I'm wondering what is stopping someone from adding a fake JWT cookie to gain access to an authenticated portion of the app? I must be missing something obvious. In other words, when maintaining a session, how does the frontend ensure that the JWT is one that was "signed by the server" or something, and not one that was fraudulently created to try to gain access?

2
"I'm wondering what is stopping someone from adding a fake JWT cookie to gain access to an authenticated portion of the app?" --- what key would you use to sign it?zerkms
So when a JWT is stored as a cookie on the frontend, before satisfying any request, the server checks if that JWT is signed with its key and if so, allows it?sir_thursday
"the server checks if that JWT is signed with its key and if so, allows it?" --- yes. In other words - you cannot trust anything sent from the client.zerkms
Hm.. I guess I am confused because the tutorial I'm following (or the repo linked to it) doesn't seem to do that when the app is refreshed and the user has previously signed in. It seems to just check localStorage for a jwt, and if so, authenticates the user.sir_thursday

2 Answers

3
votes

In many apps, someone can add a fake JWT to gain access to parts of the front end that you only want them to see if they are logged in. But then, they also have the front end running on their own computer and can change the code to do the same thing.

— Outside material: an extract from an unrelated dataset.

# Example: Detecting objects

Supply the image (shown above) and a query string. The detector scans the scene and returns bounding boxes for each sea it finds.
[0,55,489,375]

The back end server encoded the JWT using a key that should not exist on the front end, and when you pass the JWT back to the server the server will decode it BEFORE processing your request. So it knows that someone used your login credentials earlier, that it sent out the JWT in response, and that someone is sending it the JWT again. This blocks attacks on your API from people without the (real) JWT.

It also has advantages over session cookies in that it is stateless on the server side and it makes certain cross-site request forgery attacks harder in traditional browsers because an attacker can't embed a request to your site and trust the browser to add your session cookie.

But it's only one part of a larger security solution.

2
votes

The key here to JWT's security is the "secret"-- a key that should only be on trusted servers (or with your authentication provider, if using a third party). JWTs are encrypted using this secret. It can be a passphrase, but JWT also supports public/private key encryption, so the secret can also be a private key.

So, in your case, what's preventing the user from creating new JWTs on their end is, unless they know the secret, the encryption they use to create their own JWT will not work on the server, which, if coded correctly, will prevent the user from authenticating the way they wish to.